Wie nimmt nun die Zielgruppe - für Leser ab 9 Jahren - das Buch auf. Hatte das Lexikon neben dem Wechsel der Systeme auch den der Generationen geschafft? Meinem Sohn - mit 9 Jahren exakt im Zielgruppenalter - gefallen beide Exemplare. Politik interessiert ihn bislang herzlich wenig. (Erst kürzlich war es mir gelungen, ihm klarzumachen, daß es doch einen Unterschied zwischen der Berliner Mauer und der Bernauer Stadtmauer gibt.) Ihn stört also auch nicht, wenn jetzt Konrad Adenauer statt Wilhelm Pieck im Lexikon steht. Wichtiger findet er, daß „Internet“ oder „Ozonschicht“ verständlich erklärt werden.

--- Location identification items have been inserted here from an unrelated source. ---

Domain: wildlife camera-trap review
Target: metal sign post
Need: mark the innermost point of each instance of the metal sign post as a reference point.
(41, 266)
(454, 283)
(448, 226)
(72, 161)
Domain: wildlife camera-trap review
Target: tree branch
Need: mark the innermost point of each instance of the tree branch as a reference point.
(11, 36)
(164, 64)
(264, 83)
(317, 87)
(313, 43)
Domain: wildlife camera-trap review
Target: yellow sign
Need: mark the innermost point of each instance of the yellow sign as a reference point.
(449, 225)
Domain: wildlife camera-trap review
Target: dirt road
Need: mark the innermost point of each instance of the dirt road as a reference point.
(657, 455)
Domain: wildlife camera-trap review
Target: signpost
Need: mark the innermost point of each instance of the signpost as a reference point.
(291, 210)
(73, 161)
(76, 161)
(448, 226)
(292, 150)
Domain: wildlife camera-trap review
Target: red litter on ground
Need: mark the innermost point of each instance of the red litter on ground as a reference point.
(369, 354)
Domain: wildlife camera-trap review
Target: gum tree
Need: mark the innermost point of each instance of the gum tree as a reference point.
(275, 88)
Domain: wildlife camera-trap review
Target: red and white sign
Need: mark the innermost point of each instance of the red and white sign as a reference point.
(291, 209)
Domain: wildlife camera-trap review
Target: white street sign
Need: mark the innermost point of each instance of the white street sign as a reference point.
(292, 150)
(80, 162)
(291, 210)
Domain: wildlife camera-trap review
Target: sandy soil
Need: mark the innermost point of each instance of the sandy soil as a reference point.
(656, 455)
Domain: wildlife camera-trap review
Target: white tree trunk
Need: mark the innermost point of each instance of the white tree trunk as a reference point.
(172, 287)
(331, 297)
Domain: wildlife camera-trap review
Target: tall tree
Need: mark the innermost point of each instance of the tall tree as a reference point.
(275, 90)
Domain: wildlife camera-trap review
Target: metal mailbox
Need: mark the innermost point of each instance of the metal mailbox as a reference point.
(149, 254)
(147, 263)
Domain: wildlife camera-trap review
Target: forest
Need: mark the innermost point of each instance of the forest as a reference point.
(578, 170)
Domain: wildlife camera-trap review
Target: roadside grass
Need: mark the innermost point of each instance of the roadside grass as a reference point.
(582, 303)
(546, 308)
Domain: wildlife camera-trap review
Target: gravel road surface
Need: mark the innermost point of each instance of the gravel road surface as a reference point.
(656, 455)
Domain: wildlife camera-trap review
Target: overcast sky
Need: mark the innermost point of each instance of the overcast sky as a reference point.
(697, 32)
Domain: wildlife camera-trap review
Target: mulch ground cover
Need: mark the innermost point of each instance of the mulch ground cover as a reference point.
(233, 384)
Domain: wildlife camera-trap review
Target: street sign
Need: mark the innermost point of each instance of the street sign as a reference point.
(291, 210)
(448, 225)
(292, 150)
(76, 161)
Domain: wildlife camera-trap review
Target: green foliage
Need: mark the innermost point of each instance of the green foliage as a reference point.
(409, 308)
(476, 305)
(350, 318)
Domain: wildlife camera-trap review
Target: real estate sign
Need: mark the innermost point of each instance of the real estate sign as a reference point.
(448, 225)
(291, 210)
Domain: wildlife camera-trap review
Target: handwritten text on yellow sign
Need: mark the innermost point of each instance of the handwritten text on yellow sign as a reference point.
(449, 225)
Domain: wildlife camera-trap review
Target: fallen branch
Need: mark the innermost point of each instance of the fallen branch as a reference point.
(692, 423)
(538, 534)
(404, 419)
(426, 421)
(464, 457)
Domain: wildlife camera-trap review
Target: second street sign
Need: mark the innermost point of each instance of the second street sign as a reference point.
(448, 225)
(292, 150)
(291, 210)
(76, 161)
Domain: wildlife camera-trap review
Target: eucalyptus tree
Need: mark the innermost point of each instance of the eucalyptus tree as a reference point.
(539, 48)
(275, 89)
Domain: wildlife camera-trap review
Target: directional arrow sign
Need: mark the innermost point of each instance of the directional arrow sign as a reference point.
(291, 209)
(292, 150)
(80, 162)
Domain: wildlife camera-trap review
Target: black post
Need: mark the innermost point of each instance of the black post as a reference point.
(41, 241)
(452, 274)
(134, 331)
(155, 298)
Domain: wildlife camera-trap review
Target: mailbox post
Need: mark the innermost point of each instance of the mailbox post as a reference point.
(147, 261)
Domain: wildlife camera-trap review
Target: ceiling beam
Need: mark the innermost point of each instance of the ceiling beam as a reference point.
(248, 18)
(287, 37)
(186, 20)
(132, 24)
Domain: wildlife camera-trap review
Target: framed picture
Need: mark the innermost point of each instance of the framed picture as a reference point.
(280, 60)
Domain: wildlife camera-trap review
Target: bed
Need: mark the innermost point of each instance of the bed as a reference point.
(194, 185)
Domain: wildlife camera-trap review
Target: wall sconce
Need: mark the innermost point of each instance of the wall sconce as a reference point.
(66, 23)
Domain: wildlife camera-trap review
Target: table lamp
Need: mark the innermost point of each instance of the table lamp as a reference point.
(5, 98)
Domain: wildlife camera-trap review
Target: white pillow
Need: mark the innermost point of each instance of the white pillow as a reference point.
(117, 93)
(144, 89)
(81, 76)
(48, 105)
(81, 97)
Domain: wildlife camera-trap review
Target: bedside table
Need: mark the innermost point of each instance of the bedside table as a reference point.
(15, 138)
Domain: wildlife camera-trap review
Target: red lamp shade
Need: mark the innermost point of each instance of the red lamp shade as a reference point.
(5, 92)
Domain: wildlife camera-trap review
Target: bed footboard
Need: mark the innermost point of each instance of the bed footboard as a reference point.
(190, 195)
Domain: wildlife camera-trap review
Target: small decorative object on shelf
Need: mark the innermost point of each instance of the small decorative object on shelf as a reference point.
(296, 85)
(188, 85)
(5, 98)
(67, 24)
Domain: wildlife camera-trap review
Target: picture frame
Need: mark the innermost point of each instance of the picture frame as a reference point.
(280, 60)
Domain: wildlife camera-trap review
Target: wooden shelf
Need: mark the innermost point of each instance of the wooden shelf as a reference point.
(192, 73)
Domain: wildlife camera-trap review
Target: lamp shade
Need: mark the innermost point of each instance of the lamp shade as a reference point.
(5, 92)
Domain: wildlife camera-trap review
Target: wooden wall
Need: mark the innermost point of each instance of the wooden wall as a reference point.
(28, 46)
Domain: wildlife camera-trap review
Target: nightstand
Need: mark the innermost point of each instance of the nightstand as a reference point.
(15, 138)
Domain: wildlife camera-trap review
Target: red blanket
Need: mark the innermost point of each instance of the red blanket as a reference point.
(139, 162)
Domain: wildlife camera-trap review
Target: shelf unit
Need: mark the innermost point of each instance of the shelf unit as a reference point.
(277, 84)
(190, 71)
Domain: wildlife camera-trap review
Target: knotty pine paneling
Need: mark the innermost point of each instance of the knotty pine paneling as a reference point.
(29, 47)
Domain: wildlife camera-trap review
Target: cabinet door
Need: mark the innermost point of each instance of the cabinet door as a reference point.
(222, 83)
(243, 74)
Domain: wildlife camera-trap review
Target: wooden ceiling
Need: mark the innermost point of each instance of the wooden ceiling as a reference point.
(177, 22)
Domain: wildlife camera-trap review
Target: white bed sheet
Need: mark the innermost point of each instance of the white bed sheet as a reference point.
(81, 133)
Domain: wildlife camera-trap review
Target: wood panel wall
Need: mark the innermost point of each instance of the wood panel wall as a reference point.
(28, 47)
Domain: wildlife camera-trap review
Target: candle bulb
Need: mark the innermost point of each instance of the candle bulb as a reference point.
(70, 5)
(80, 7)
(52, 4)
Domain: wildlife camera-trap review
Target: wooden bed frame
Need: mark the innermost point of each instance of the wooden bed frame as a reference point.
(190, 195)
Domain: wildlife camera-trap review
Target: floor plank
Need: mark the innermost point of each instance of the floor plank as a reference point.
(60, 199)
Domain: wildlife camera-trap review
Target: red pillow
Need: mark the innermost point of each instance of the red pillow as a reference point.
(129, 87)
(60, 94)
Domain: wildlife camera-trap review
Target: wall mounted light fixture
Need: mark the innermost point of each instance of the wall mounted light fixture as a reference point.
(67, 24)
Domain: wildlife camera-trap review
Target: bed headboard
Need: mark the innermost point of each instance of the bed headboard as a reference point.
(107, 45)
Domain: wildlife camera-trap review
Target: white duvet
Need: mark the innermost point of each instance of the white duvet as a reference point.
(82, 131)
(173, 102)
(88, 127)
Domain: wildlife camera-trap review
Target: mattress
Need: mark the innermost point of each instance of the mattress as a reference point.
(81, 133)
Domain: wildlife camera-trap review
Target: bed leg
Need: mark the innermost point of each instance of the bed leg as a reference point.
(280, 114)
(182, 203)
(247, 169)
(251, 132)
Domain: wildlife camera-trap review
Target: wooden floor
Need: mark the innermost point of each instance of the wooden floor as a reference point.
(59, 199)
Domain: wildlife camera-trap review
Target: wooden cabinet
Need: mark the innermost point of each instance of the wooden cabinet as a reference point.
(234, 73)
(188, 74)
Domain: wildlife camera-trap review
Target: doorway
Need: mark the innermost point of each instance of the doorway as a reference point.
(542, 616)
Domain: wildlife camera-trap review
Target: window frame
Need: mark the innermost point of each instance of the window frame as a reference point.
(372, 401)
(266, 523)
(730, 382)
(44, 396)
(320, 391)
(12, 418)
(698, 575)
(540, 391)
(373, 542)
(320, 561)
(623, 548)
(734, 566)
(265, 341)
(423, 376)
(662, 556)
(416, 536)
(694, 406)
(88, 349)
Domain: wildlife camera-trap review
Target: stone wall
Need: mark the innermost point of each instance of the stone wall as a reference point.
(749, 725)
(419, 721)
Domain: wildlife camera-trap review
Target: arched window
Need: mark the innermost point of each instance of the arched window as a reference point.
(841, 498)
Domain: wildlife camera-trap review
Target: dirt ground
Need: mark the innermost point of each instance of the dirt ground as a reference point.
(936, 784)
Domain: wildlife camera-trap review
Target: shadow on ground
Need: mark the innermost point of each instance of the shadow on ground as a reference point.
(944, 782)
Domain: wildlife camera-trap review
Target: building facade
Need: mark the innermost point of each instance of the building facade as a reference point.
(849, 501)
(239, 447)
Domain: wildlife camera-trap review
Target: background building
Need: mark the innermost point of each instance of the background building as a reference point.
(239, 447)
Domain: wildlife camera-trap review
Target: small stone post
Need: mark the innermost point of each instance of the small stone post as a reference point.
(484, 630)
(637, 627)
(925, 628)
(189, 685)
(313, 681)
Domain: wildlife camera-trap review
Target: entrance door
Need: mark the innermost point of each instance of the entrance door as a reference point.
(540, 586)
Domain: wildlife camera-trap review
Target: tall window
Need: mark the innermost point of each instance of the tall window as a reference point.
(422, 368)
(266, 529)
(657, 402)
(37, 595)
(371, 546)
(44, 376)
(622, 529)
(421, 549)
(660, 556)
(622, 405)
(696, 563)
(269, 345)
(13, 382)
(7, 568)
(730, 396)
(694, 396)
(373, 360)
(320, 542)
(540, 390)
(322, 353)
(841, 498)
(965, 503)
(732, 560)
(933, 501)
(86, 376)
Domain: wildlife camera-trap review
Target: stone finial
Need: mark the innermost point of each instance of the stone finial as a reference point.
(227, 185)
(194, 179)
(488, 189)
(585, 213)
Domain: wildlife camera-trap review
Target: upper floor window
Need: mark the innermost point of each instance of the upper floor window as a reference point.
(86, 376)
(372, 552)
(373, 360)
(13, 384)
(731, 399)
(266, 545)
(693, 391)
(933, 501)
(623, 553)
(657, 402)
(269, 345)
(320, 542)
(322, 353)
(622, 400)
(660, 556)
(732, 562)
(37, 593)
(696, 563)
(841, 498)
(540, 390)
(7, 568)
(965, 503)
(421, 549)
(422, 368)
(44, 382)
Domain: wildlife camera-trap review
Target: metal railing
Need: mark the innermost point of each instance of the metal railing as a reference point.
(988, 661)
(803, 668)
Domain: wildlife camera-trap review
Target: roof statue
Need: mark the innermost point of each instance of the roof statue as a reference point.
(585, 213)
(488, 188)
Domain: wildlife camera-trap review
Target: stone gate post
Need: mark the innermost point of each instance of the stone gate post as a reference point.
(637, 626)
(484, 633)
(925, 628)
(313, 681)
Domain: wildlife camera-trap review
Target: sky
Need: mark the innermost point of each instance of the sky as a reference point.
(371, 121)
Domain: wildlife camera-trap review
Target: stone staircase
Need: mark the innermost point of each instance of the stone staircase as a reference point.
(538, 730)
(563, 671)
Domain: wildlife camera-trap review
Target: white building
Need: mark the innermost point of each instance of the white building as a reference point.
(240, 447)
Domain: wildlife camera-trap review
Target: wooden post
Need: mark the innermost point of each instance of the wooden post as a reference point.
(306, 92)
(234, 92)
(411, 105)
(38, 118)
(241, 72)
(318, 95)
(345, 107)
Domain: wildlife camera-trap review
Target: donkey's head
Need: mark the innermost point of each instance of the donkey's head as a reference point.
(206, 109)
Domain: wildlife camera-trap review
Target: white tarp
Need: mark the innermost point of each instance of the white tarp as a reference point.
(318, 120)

Komplizierte Sachverhalte, etwa „ein Gewässer kippt um“ oder „so funktioniert ein Wärmekraftwerk“, sind für ihn vor allem durch die Hilfe von Zeichnungen nachvollziehbar erläutert. Die Fotos und Illustrationen zu Themen wie Autofabrik, Klärwerk, Erdgeschichte oder Luftschichten der Erde beeindrucken ebenso. Alle Länder haben zudem, im Gegensatz zu der früheren Ausgabe, nunmehr einen Eintrag.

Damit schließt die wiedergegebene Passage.